The competition involved team play and individual play of four games: Avalon, Octi, Corridor, and good old-fashioned checkers. The Maaleh HaTorah team won regional and national titles in Israel on their way to Portugal.
The Jewish Question
In addition to mastering depth of strategy and thinking skills, the four students also had to prepare in other ways for the games. For one thing, they learned the topic of leaving the Land of Israel and when it is permitted.
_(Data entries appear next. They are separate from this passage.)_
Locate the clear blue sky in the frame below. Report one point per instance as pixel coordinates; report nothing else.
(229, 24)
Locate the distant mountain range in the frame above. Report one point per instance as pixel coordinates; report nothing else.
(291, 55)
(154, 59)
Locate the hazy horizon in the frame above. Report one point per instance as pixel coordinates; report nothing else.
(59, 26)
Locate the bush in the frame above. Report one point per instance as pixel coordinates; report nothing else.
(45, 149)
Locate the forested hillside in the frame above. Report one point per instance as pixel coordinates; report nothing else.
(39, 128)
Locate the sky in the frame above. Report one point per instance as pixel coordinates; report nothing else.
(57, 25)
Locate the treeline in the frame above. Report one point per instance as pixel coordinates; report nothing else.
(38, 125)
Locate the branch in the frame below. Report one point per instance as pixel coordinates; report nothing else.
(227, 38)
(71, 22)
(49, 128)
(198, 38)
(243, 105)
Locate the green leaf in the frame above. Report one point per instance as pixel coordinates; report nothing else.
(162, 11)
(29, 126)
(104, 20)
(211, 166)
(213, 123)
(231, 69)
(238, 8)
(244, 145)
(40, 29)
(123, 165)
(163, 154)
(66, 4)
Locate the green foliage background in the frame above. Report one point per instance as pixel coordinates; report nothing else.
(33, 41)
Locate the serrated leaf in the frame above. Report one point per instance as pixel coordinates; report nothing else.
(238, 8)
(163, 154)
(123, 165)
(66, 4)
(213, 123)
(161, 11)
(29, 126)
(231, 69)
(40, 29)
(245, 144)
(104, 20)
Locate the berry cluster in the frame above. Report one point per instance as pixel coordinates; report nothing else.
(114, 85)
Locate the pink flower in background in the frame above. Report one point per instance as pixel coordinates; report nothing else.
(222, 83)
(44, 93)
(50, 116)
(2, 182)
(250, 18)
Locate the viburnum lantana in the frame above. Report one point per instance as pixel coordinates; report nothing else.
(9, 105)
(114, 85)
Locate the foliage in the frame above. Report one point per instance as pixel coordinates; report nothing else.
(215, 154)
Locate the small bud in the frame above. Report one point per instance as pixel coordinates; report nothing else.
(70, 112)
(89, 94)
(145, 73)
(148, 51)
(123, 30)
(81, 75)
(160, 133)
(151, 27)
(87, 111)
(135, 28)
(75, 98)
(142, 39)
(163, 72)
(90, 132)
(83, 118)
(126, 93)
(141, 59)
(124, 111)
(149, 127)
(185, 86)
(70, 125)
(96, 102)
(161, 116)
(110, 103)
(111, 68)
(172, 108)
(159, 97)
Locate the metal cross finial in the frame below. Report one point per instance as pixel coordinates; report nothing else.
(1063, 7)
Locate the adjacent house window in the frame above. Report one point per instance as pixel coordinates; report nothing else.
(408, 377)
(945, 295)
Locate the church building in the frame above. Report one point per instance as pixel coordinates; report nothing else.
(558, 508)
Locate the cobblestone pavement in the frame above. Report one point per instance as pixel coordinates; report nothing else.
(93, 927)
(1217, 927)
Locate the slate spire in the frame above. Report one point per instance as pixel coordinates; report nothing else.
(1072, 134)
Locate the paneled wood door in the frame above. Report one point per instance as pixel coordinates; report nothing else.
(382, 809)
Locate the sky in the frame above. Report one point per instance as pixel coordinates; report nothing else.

After consulting with rabbis and learning the Halakhic [Jewish-legal] issues themselves, the decision to go was made based on the importance of representing Israel honorably in an international forum.
“It was a great sanctification of G-d’s Name,” said Moshe Ben-Ami, the teacher who accompanied them both before and during the games. “People from around the world were inspired to see these students, how they behaved, and how well they thought and played – a far cry from what they thought at first, that their yarmulkes and tzitzit [ritual fringes] were some kind of magic charm.”
In addition, the Israeli delegation had to prepare kosher food for five days. “We took one suitcase of clothes, and one for food and utensils,” Ben-Ami said.
The students went to see some Jewish sights in Lisbon, but there was not much to see: “We prayed at the Great Synagogue, which is now generally closed except for holidays. We also saw the Street of the Jews, on which non-Jews now live. And that’s about it…”
“It was a good competition, thank G-d, and we won," said one of the students. “The truth is that the regional and national contests in Israel were harder than the ones in Portugal.”
Five years ago, the Israeli delegation – from the northern town of Misgav – also won the world title, but there were only three other delegations that year.